Tutorial: modeling weather data

This tutorial shapes weather data using a combination of UI actions and OPAL statements. Many people like to mix and match, performing some actions in the UI and some with OPAL. Also, not every OPAL operation has an equivalent in the UI. So it’s useful to be comfortable with both.

The data comes from OpenWeather, via a process that periodically requests current weather observations for a selection of cities. This poller is not currently user-configurable. If you would like to follow along with live data, contact us about configuring this data input in your workspace.

The OpenWeather data

Each weather observation contains the current conditions for a single location, with common measurements such as temperature, humidity, wind speed, and more. You can find an example of a JSON observation in the OpenWeather documentation.

For this tutorial, you create new datasets for the incoming data, extract fields and create metrics, and display data on a dashboard.

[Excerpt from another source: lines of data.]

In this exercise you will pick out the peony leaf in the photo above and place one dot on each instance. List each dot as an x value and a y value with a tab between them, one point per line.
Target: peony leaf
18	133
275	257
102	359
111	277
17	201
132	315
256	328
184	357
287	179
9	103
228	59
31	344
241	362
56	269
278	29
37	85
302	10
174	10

Here is what you’ll cover:

Identify the data of interest

When you ingest data, it initially goes into the Observation event dataset. This dataset contains everything ingested into your workspace, so that could be quite a lot. (If you are using data streams, your data may be in a data stream dataset instead. See Data streams for details.)

The first step for a new input is to identify the data of interest and create a dataset for it. Do this with a new Worksheet.

Open a Worksheet with the Observation event dataset:

Worksheet button on the Observation dataset card
  1. From the Workplace Settings tab, click Data streams and search for OpenWeather.

  2. Click on Raw events.

  3. Click Open dataset.

  4. Click Worksheet.

To view just the weather data, filter by something unique to this source. In this case, the weather data has an api.openweather.org field in the EXTRA column:

5. Open the menu for the EXTRA column, either with the down arrow or by right-clicking the column header.

6. Select Filter from the menu.

7. Search for host and check the box to select it. (If you don’t find it, try selecting a longer time range using the time picker.)

Also, you can filter on the value api.openweathermap.org. These two things uniquely identify the weather data:

8. Select Value from the dropdown to show the available values.

9. Check api.openweathermap.org to select and click Apply.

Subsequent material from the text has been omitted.